Many models assume noise occurs randomly or uniformly, but the Rice team introduced a more robust and realistic framework that considers not just random error but also the possibility of targeted interference.
"Our model is strong in the sense that it also considers nonphysical and potentially malicious factors that may affect the system," Chia said. "Our goal here was to see if we could design a good algorithm to certify devices or do other tasks such that we would be secure against a deliberate attack by an adversary."
The team introduced and investigated this new framework, showing it could deliver optimal results provided a "sufficiently large" number of copies of a quantum state. The researchers also mapped the criteria for both peak performance and failure.
"We wanted to understand the fundamental limits: What is the maximum level of corruption the algorithm can endure, beyond which there would be no hope to learn the information accurately?" Liu said. "These questions are very important both in theory and in practice."
The answer brings both good news and bad.
"The bad news is that for some states, learning under adversarial noise is nearly impossible," Liu said. "An adversary only needs to change an exponentially small fraction of the states or measurements to totally fool any learning algorithm."
But this happens only for states that "look like pure noise," which would be useless for computation anyway.
"The good news is that for a large class of well-structured states that are frequently used in many quantum algorithms, it is possible to achieve reasonably good accuracy, even when the noise is added maliciously," Liu said.

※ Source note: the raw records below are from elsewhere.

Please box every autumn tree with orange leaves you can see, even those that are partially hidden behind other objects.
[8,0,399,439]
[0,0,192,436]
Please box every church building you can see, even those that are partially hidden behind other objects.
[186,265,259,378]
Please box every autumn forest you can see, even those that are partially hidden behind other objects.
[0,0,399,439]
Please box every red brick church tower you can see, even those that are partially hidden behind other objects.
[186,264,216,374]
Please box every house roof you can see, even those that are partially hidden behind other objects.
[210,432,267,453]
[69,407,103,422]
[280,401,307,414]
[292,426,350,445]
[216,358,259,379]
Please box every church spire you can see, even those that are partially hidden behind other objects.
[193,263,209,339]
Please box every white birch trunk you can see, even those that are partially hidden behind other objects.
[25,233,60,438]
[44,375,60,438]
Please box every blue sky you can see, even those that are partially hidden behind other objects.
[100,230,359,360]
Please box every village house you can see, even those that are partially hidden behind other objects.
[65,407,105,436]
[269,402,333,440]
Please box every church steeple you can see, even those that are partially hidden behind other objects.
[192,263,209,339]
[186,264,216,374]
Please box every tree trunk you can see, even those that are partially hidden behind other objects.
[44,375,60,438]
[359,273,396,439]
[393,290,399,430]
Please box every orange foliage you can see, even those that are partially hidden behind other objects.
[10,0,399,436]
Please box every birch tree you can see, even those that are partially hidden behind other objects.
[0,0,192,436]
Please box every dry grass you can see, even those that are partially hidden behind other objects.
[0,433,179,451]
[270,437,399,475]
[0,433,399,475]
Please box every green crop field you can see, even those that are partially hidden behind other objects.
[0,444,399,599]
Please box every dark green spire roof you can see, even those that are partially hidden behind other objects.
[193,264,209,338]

While it was designed to deal with a problem in quantum computing, the new adversarially robust framework relied heavily on nonquantum statistical and algorithmic tools. For Liu, the work builds on the insight that while some problems may look like quantum problems, "when you dig inside, the core difficulty relies on techniques from classical statistics and algorithms."

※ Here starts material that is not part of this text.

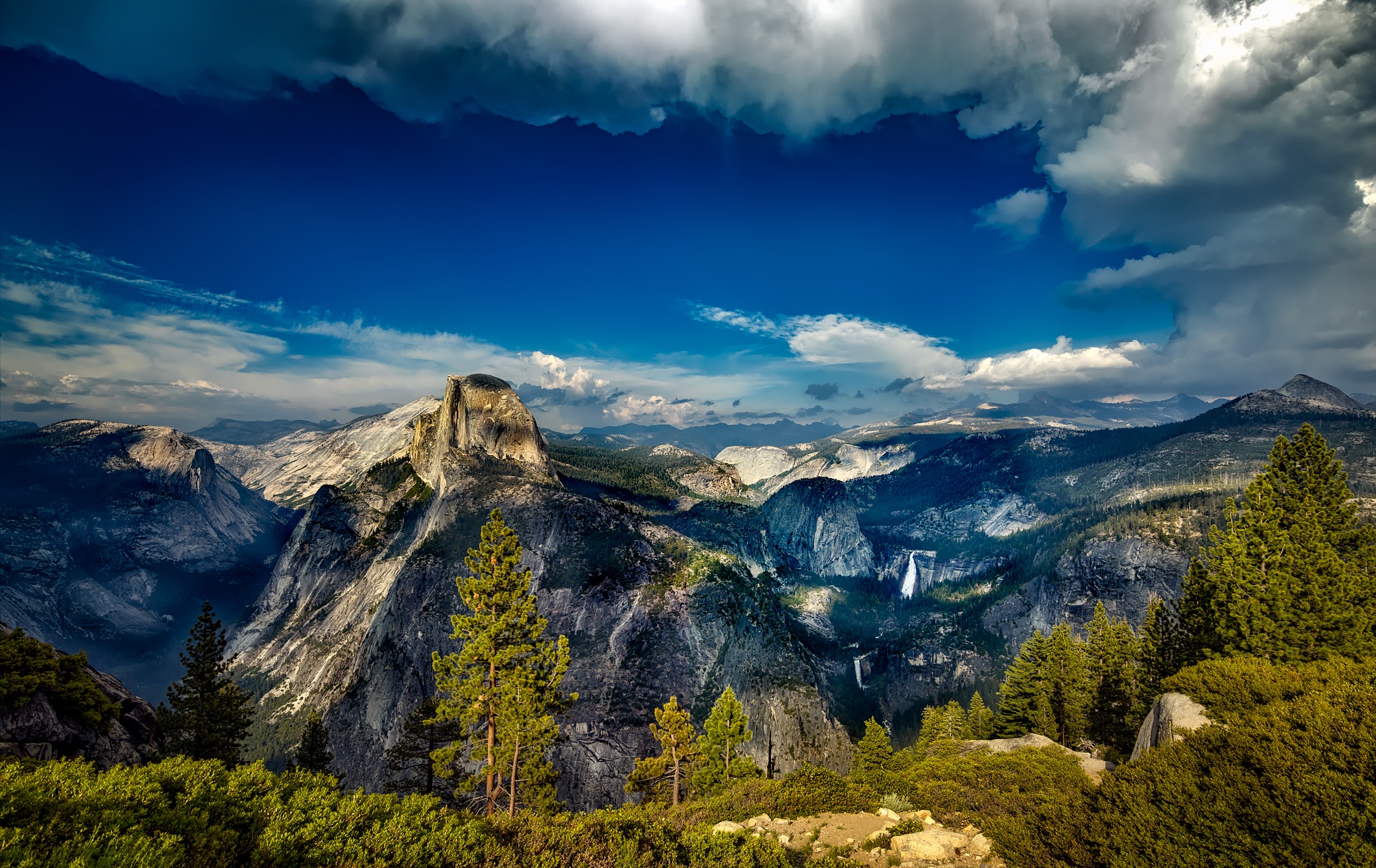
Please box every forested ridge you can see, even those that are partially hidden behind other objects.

Maryam Aliakbarpour , a Rice computer scientist who studies learning theory ⎯ i.e. how machine learning works as a computational process ⎯ contributed guidance and expertise on the classical side of the research.
"I design algorithms that solve statistical problems under realistic constraints, and some of the things I consider in my work were directly relevant here," said Aliakbarpour, Rice's Michael B. Yuen and Sandra A. Tsai Assistant Professor in the Department of Computer Science. "This problem was a true collaboration."

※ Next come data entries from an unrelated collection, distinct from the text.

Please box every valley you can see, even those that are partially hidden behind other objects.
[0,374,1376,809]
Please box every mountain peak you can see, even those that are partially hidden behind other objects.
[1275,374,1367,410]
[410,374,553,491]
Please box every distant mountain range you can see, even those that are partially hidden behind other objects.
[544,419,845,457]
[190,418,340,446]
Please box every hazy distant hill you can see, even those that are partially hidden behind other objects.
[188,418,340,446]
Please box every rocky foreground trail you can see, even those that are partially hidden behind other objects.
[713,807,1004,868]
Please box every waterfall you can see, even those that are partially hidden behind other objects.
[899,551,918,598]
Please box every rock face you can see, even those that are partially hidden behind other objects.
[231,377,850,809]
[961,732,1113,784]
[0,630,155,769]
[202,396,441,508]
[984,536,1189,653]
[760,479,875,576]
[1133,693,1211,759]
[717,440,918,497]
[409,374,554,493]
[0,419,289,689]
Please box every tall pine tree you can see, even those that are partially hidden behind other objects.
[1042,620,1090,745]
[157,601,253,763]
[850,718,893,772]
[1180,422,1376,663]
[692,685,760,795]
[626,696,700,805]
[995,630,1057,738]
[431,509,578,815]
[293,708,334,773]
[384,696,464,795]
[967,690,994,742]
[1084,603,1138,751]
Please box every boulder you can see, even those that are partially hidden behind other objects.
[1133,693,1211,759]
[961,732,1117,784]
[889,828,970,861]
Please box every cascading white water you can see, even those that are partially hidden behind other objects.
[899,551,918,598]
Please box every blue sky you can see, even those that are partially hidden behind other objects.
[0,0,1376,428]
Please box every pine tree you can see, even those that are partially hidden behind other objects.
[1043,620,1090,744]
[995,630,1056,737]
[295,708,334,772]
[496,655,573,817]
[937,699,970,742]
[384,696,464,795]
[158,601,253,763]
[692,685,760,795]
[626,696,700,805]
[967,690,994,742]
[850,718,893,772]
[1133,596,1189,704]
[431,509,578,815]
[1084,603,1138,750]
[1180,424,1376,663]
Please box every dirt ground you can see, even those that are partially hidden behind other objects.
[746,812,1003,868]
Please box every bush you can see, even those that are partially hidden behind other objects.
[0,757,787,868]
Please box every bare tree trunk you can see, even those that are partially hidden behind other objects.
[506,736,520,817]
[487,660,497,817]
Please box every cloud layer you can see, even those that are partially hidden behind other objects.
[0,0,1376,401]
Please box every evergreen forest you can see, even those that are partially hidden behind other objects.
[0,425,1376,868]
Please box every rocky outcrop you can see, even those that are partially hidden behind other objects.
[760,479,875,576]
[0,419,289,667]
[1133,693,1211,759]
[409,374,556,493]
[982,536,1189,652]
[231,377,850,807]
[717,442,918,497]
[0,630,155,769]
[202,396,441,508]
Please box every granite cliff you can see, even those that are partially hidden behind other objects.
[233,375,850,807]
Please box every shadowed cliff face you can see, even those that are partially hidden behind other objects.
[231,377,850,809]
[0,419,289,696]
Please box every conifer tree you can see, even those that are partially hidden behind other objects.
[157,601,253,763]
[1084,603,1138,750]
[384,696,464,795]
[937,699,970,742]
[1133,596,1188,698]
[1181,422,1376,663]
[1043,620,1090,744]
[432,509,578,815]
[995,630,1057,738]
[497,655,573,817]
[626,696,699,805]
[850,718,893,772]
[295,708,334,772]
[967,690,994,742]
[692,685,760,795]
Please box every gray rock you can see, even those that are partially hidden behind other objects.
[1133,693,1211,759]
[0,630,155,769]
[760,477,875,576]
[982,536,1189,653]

To move past the NISQ stage, quantum technology will have to continue to improve strategies for effectively handling noise. One avenue for doing so is to fine-tune the underlying physical systems that host quantum states.
Promising new discoveries in two-dimensional materials are edging closer to "quieter" and more stable quantum hardware, and Rice researchers are at the forefront of this exploration: Just a few examples of recent advances include wrinkles with stable electron spin texture , strategic 2D metal layers that stage phonon interference and carefully tuned 3D structures known as optical cavities that coax exotic quantum behaviors into being.
Another front for tackling the issue is at the software level: Quantum algorithms that are attuned to the complex and delicate nature of quantum states are critical for advancing quantum computing. The new adversarially robust framework developed by Aliakbarpour, Chia and Liu, together with Vladimir Braverman, an adjunct professor of computer science at Rice, offers a creative algorithmic approach to dealing with quantum computers' noisiness.
The research was supported by the National Science Foundation (2528780, 2243659, 2339116), the U.S. Office of Naval Research (N00014-23-1-2737), the Department of Energy (DE-SC0024301) and Rice. The content herein is solely the responsibility of the authors and does not necessarily represent the official views of the funding organizations and institutions.